Curt Brown, author of “Minnesota 1918: When Flu, Fire and War Ravaged the State,” has spent most of the 2020 coronavirus pandemic with his family in his home near the Pine River in Bayfield.

When the book was published in 2018, Brown drew similarities between the Minnesota fire and the 416 Fire during book talks at the Pine River Library. Two years later, the similarities are even closer: a pandemic, the summer season’s first wildfires and social conflicts painting “warlike scenes” across the U.S., he said. For Brown, the lessons from the past aren’t all about calamity – they are about resiliency, too.

“When you spend a lot of time writing a book about this combination of a pandemic and fires from 102 years ago, then you see Durango having fires out of control in past years ... history repeats itself,” said Brown, who spent his career writing for the Minneapolis Star Tribune. “We can certainly learn things from the past.”

Curt Brown says there are a lot of parallels between his book, “Minnesota 1918: When Flu, Fire and War Ravaged the State,” to the current times, including the coronavirus pandemic, the 416 Fire and racial unrest.

“Minnesota 1918” chronicles a wildfire, sparked by a train, that killed 453 people. Escapees were housed together. There, they were at increased risk for contracting the influenza virus spreading around the world, in part, because of soldiers traveling to fight World War I.

Most experts say the influenza virus likely originated in Kansas, but it erroneously became known as the Spanish flu, Brown said. There were laws censoring what newspapers could say, and anything that could hurt the war morale was illegal. Spain, neutral in the war, did not have the same censoring laws and began publishing stories of thousands of deaths.

“Kind of like what the president calls the China virus ... it’s always blame someone else,” he said.

The 1918 and 2020 pandemics have some key differences. In 1918, people did not know what a virus was. They thought it was a bacterial infection. Communities did not have high-quality protective equipment or intensive care units.

The death tolls were higher. About 675,000 Americans died of the flu or secondary illnesses related to the flu, such as pneumonia, in 1918. Compared with today’s population, that would be about 2 million people, Brown said.

In La Plata County, 200 people died of the flu in 1918 with an approximate population of 11,000. That equals about 1,000 people today, considering the county’s population of about 56,200 people.

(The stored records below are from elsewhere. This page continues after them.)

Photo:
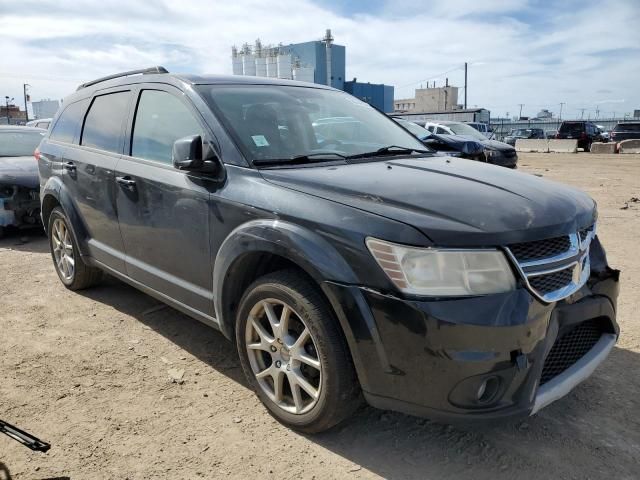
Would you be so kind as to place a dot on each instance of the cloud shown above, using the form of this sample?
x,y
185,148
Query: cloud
x,y
517,51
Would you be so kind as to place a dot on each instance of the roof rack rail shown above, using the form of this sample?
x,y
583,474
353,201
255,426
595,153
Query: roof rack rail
x,y
143,71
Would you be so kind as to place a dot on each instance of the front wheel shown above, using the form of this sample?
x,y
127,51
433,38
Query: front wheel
x,y
294,354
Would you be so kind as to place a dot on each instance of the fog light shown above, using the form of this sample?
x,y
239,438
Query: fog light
x,y
488,389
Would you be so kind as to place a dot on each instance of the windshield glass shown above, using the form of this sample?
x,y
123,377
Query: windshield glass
x,y
283,122
415,129
463,129
19,144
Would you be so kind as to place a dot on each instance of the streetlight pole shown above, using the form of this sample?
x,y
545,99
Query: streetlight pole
x,y
26,99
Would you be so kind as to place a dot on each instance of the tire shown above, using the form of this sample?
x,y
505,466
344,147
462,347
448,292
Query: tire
x,y
72,271
335,381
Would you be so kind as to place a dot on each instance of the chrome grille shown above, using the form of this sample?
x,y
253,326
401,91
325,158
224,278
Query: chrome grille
x,y
554,268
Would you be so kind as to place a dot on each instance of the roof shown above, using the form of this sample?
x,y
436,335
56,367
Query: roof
x,y
20,128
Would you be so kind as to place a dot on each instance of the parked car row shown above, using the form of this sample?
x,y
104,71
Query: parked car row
x,y
461,140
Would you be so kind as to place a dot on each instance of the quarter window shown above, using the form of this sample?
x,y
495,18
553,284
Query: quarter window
x,y
68,124
161,119
103,125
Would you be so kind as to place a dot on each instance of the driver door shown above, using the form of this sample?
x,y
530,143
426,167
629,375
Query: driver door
x,y
162,211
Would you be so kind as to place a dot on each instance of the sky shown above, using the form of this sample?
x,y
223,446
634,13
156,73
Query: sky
x,y
584,54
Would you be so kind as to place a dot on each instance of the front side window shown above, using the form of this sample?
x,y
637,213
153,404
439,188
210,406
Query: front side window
x,y
68,124
161,119
104,122
282,122
19,144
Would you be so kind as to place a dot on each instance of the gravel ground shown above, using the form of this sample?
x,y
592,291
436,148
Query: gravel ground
x,y
88,372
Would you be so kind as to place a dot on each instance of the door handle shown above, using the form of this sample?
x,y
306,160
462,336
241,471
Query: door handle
x,y
126,182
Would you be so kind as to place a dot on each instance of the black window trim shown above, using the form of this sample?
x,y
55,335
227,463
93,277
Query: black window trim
x,y
92,98
184,99
76,137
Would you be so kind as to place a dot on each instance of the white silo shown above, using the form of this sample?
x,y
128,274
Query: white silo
x,y
284,66
272,65
248,64
236,62
261,61
304,74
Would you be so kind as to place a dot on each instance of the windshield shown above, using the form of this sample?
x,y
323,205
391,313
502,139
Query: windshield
x,y
283,122
19,144
415,129
463,129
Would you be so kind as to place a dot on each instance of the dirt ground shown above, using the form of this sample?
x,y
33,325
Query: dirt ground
x,y
88,372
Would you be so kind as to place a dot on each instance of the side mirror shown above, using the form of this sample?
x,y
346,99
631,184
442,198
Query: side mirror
x,y
191,153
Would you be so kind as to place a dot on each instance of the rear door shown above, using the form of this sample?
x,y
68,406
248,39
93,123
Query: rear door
x,y
90,174
163,212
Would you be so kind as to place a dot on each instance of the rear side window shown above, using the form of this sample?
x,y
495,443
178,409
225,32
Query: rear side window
x,y
161,119
68,125
104,122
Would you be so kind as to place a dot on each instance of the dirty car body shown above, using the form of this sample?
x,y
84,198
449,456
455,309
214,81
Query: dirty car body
x,y
462,289
19,185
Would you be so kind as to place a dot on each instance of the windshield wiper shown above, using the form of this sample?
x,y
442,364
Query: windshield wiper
x,y
23,437
299,159
389,150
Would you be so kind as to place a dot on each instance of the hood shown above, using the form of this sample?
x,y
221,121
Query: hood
x,y
454,202
21,171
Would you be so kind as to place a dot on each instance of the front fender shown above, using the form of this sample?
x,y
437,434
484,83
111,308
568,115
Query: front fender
x,y
310,251
55,189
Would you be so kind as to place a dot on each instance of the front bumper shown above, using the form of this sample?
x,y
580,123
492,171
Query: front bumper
x,y
431,358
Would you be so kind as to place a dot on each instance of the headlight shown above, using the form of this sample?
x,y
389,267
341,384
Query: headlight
x,y
443,272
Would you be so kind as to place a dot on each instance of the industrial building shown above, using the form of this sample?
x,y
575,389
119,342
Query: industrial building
x,y
480,115
321,61
45,108
430,99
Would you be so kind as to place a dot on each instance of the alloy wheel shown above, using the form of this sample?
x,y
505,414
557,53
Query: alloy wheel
x,y
283,356
63,249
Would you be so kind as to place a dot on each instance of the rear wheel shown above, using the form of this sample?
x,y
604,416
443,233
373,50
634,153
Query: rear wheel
x,y
69,265
293,353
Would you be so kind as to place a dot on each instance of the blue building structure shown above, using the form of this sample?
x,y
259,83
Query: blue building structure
x,y
309,62
375,94
314,54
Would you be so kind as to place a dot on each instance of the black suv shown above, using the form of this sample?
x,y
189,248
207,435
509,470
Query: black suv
x,y
585,132
343,259
625,131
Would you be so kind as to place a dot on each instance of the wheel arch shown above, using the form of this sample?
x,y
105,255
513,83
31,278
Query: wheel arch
x,y
262,246
55,194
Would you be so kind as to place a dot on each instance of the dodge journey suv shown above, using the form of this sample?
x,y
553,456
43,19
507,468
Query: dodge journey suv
x,y
346,265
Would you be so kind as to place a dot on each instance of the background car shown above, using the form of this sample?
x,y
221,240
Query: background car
x,y
524,133
585,132
19,185
483,128
490,151
40,123
625,131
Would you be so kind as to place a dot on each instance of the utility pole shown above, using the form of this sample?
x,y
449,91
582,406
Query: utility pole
x,y
465,85
26,99
6,98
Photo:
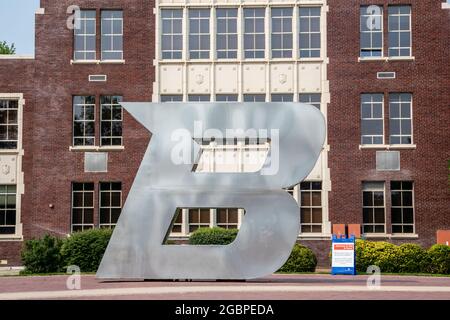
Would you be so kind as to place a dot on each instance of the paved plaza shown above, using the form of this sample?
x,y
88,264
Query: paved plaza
x,y
278,287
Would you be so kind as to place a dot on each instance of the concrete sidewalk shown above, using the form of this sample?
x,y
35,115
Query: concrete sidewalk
x,y
298,287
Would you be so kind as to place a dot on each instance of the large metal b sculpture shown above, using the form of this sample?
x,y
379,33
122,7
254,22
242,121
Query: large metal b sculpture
x,y
271,223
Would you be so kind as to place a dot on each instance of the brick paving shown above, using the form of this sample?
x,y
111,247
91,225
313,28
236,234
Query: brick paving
x,y
298,287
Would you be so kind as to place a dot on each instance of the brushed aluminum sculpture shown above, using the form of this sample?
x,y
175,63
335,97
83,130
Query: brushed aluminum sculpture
x,y
271,223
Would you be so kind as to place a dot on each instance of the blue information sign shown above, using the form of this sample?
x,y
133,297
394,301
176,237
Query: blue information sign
x,y
343,257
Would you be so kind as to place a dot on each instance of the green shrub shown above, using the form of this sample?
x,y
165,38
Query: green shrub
x,y
382,254
213,236
406,258
302,259
85,249
412,258
42,255
439,256
365,256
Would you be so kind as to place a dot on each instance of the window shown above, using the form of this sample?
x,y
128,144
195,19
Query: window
x,y
311,207
372,119
82,206
171,98
227,97
400,118
254,98
227,218
226,33
112,35
178,223
199,98
110,203
199,218
9,125
399,31
111,120
309,36
83,120
402,209
172,33
282,97
7,209
311,98
254,37
374,220
371,27
199,33
281,32
85,36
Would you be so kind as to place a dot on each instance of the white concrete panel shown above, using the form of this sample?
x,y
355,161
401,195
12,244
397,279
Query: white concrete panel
x,y
254,78
8,169
310,77
163,2
171,79
282,78
199,79
227,78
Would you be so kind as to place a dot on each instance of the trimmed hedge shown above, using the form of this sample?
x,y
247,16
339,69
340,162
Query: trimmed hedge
x,y
42,255
86,249
439,256
302,259
406,258
213,236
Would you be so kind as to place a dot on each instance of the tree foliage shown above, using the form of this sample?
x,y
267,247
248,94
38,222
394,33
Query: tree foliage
x,y
6,48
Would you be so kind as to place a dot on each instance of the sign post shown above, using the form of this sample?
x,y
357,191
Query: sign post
x,y
343,255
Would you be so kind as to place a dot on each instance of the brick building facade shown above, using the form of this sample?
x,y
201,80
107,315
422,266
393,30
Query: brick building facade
x,y
50,171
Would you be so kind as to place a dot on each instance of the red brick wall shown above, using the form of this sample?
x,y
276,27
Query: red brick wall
x,y
49,167
428,78
49,82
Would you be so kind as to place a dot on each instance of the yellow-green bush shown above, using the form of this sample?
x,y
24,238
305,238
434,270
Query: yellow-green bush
x,y
439,259
406,258
302,259
412,258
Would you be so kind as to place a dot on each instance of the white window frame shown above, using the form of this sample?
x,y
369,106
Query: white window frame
x,y
200,34
111,35
227,34
399,32
366,187
400,119
7,194
309,33
311,207
172,34
110,207
84,137
18,155
282,49
7,124
84,226
363,20
401,207
111,121
83,21
371,104
254,34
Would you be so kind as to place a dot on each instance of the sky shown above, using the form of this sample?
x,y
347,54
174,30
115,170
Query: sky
x,y
17,24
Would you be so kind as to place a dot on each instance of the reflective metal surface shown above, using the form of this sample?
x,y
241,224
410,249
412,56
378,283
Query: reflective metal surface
x,y
271,224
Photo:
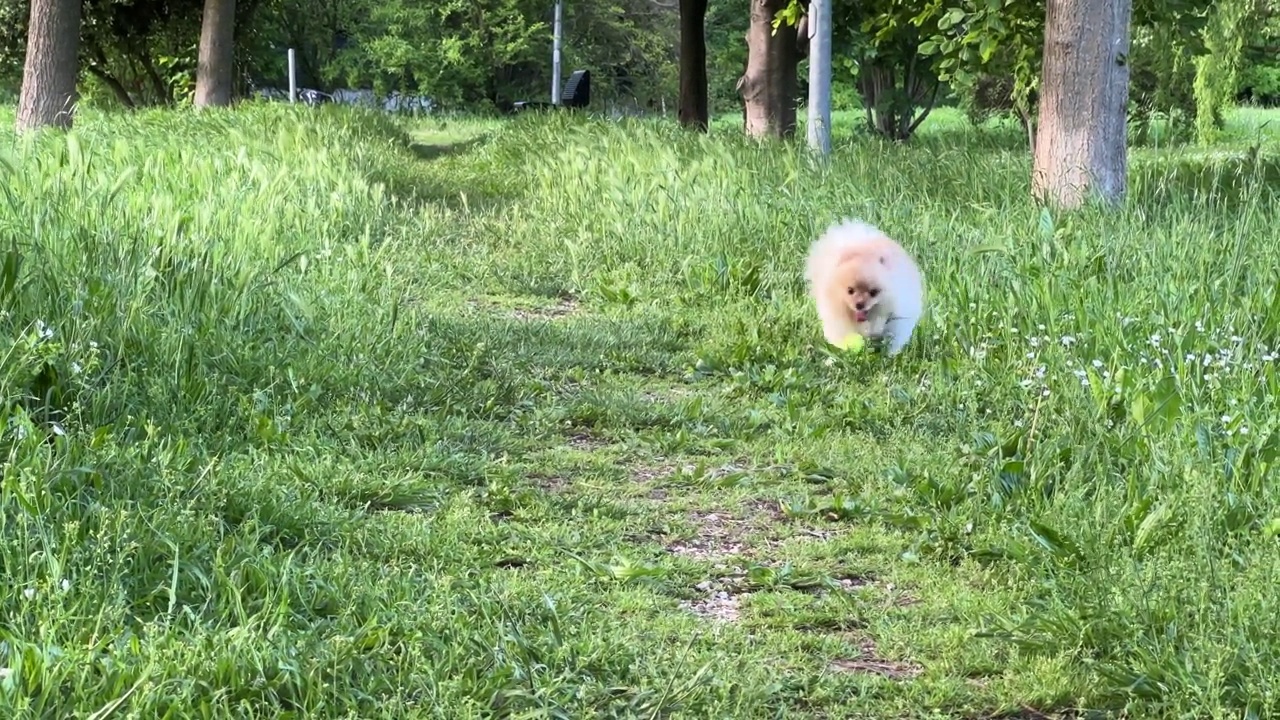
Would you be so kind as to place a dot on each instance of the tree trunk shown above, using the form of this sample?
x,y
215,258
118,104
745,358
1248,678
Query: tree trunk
x,y
1080,144
214,67
51,67
768,87
693,65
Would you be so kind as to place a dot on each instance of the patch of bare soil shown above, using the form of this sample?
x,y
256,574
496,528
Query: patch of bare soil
x,y
563,306
717,605
549,483
583,440
720,534
872,664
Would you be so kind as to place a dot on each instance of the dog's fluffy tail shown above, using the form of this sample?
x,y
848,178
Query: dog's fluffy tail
x,y
840,241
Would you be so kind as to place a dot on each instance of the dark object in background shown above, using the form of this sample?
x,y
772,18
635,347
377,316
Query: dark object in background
x,y
314,98
576,94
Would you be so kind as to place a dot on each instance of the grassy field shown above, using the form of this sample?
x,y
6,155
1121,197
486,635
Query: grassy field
x,y
309,415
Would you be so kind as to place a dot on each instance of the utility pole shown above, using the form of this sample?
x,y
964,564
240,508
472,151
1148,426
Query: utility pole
x,y
819,76
557,32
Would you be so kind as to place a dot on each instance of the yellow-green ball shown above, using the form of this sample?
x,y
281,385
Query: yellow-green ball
x,y
853,342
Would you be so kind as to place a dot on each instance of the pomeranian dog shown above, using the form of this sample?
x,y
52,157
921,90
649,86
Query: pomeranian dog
x,y
864,282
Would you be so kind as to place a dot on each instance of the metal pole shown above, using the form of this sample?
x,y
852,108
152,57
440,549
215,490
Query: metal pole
x,y
293,78
819,76
556,46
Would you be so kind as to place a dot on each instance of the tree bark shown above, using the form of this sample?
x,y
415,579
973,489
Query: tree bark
x,y
216,54
51,67
768,87
1080,140
693,109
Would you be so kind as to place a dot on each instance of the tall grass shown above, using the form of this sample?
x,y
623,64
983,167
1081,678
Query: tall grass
x,y
263,454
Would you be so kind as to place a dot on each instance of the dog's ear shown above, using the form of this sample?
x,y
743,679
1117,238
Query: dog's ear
x,y
846,255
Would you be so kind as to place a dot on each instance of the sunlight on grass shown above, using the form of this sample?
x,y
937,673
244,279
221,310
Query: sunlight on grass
x,y
311,414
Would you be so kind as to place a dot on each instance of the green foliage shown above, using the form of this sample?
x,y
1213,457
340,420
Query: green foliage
x,y
304,414
1217,69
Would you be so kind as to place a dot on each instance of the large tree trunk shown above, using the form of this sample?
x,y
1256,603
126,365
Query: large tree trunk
x,y
1080,144
693,65
768,87
214,67
51,67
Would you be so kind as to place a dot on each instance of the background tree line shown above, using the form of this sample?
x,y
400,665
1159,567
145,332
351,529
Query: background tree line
x,y
894,59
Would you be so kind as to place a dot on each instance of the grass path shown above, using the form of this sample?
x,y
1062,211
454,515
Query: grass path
x,y
533,420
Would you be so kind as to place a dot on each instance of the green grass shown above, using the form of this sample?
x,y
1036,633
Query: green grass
x,y
311,417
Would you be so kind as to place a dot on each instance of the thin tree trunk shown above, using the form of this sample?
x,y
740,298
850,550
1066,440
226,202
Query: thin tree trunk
x,y
693,109
768,87
49,73
216,54
1080,140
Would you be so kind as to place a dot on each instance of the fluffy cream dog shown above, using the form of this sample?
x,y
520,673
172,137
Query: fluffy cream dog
x,y
864,282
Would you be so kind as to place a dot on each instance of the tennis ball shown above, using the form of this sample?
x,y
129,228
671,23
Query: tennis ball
x,y
853,342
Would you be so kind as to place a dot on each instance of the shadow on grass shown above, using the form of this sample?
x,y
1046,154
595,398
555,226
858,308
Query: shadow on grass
x,y
1225,181
417,183
435,150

A massive fire in Cloquet, Minnesota, in October 1918 left the town in ruins. Dry conditions and sparks from the railroad caused the fire. It was the worst natural disaster in the history of Minnesota.

But there were also some similarities. The anti-mask leagues of the 20th century reflect the anti-mask protests in the 21st. First responders in fire-prone areas like Southwest Colorado are battling small wildfires in a dry season on top of the coronavirus. Brown found letters from 1918 in which people talked about business closures in response to the influenza. They are “eerily similar” to the digital messages about closures in 2020, he said.

“The comparison to the war is this internal George Floyd reckoning. Clearly, there are warlike scenes across America, especially back in my former state of Minnesota,” Brown said. “(It) isn’t the same as World War I, but it’s kind of a third prong of disaster.”

Officials minimized the severity of the influenza virus in 1918, partially because censorship laws restricted them from saying otherwise. Early in the current crisis, officials from the White House all the way down said the pandemic would go away with warm weather; we’d be back to normal soon, Brown said.

“It’s scary to think ... if it runs in three waves like it did 102 years ago, that’s pretty dire,” he said. “At the same time, my book is full of stories of people who got through this.”

In 1918, letters and journals described how families, couples and communities dealt with the crises of their time. Brown said he feels optimistic reading those documents because he sees how resilient people were.

“They somehow got through it and charged on. That gives me some hope that we can get through this, too,” Brown said. “One day these will all be memories. ... We just have to let history play out.”